The DNA damaging effects of telaglenastat, cisplatin and RT were assessed indirectly using immunofluorescence detection of yH2AX foci in Cal27 and HN5 cells. Cells were pre-treated overnight with combinations of vehicle, 10 μM telaglenastat (tel.), and cisplatin (cis, Cal27 0.25 μM, HN5 1 μM) prior to irradiation with 0 or 2 Gy. Cells were fixed and processed for yH2AX staining 4 hours after irradiation. SEM, n=3, *p<0.05, **p<0.01, ***p<0.001, ****p<0.0001). Representative 40X images are shown. Scale bar represents 100 μm.

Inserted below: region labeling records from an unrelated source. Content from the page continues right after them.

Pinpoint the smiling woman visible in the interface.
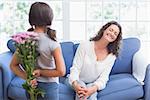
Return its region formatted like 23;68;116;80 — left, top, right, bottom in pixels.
0;0;150;54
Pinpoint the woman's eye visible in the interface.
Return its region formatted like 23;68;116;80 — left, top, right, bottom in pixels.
109;29;113;32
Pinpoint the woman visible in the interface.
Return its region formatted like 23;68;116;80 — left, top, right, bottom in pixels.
10;2;65;100
69;21;122;100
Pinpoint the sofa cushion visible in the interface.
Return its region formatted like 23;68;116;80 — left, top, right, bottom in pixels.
8;77;27;100
98;74;144;100
111;38;140;74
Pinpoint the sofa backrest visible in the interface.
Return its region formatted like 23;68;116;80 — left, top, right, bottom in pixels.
7;38;140;75
74;38;140;74
61;42;74;75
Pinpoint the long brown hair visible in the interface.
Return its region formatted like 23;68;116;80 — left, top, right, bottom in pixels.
28;2;56;41
90;21;122;57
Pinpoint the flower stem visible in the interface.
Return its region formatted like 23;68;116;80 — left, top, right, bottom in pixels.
30;93;37;100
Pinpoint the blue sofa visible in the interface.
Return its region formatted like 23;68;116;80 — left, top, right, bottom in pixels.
0;38;150;100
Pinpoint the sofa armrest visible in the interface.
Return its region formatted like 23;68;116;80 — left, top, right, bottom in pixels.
144;64;150;100
0;51;15;100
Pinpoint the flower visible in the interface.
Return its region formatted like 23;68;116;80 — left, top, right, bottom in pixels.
12;32;44;100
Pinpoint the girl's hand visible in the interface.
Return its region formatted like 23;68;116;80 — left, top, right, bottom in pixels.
30;78;38;88
32;69;41;77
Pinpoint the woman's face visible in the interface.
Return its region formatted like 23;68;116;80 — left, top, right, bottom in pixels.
103;24;120;42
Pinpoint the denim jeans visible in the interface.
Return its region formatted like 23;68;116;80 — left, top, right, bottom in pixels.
26;82;59;100
65;78;97;100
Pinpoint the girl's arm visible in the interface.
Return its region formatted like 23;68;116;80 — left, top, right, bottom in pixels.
10;52;26;79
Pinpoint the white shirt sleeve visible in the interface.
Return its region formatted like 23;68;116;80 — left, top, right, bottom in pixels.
69;43;85;85
94;55;116;90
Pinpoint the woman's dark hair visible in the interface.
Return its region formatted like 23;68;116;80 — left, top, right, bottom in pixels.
90;21;122;56
28;2;56;41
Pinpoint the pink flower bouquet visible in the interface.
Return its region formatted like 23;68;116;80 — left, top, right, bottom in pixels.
12;32;44;100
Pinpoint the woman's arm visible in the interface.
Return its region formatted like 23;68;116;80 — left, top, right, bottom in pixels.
10;52;26;79
68;43;86;85
33;47;66;77
94;55;116;90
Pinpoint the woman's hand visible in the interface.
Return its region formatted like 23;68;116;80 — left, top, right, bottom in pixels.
85;85;98;98
32;69;41;77
73;81;87;99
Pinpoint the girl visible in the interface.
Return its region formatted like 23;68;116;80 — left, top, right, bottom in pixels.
10;2;65;100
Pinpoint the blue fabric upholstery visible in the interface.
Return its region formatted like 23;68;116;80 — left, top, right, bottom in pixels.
0;38;150;100
0;68;3;98
98;74;144;100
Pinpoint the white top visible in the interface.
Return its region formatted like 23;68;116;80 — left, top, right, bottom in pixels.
37;33;60;83
69;41;116;90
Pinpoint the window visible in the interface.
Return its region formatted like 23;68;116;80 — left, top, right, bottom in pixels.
0;0;150;52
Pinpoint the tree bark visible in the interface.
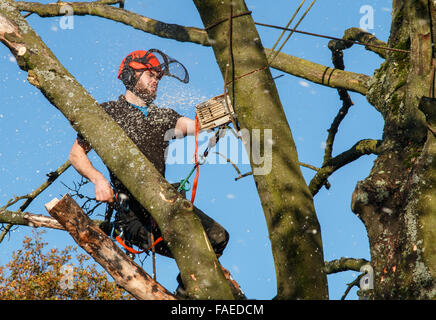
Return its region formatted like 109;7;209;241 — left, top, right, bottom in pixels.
15;1;372;95
194;0;328;299
46;194;175;300
352;0;436;299
0;0;233;299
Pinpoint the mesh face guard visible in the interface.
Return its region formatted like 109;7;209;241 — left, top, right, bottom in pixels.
118;49;189;91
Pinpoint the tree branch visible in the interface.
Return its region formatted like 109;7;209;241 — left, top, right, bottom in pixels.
0;209;64;230
309;139;381;196
343;28;387;59
265;49;371;95
0;160;71;242
15;1;371;95
325;258;368;274
15;1;209;46
46;194;175;300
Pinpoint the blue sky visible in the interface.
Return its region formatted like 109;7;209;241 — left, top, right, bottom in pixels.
0;0;391;299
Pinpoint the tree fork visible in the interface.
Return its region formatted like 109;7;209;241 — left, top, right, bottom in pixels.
194;0;328;299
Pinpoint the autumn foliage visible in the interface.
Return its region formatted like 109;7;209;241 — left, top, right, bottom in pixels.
0;232;133;300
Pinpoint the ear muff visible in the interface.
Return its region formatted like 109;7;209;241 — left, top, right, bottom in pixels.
119;56;137;91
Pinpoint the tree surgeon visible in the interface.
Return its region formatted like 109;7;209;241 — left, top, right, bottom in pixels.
69;49;229;292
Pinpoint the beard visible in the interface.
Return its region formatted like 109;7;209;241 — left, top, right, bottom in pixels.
133;88;157;104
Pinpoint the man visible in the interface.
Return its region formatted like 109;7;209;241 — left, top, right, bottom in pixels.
69;49;229;296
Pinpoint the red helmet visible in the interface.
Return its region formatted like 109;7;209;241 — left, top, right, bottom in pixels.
118;49;189;89
118;50;162;79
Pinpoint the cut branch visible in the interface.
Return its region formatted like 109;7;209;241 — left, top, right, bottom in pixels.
0;160;71;242
0;209;64;230
309;139;381;195
325;258;369;274
15;1;209;46
323;40;353;165
343;28;388;59
15;1;371;95
46;194;175;300
265;49;371;95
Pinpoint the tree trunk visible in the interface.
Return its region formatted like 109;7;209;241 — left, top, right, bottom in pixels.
0;0;233;299
352;0;436;299
194;0;328;299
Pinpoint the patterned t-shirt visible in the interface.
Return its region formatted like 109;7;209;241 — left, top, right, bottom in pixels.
78;95;181;190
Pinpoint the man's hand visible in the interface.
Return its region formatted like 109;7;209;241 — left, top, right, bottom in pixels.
94;176;114;203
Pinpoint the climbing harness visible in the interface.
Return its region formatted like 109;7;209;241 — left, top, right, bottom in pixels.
177;94;236;203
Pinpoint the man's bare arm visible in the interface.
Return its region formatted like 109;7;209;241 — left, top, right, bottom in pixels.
175;117;195;136
69;139;114;202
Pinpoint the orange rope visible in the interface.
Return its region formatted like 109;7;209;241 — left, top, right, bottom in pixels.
191;116;200;203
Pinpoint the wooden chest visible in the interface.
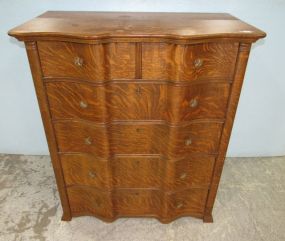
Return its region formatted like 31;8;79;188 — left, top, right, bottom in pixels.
9;12;265;222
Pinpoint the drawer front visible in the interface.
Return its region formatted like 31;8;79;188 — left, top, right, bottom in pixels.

Fig. 6.. Global proteomic changes induced by telaglenastat, cisplatin and radiation in Cal27 and HN5 HNSCC Cells.

Heat map of global proteomic changes in cell growth, cell death, DNA damage and, cell migration and invasion pathways in Cal27 and HN5 HNSCC cells. Vehicle (veh.), Radiation (RT), Telaglenastat (Tel.), Cisplatin (Cis.). Heatmap represents average levels by treatment and centered. Heat map color correspondence: Decreased and increased protein expression run blue to red, respectively. Accompanying statistics are in Supplemental Table 1.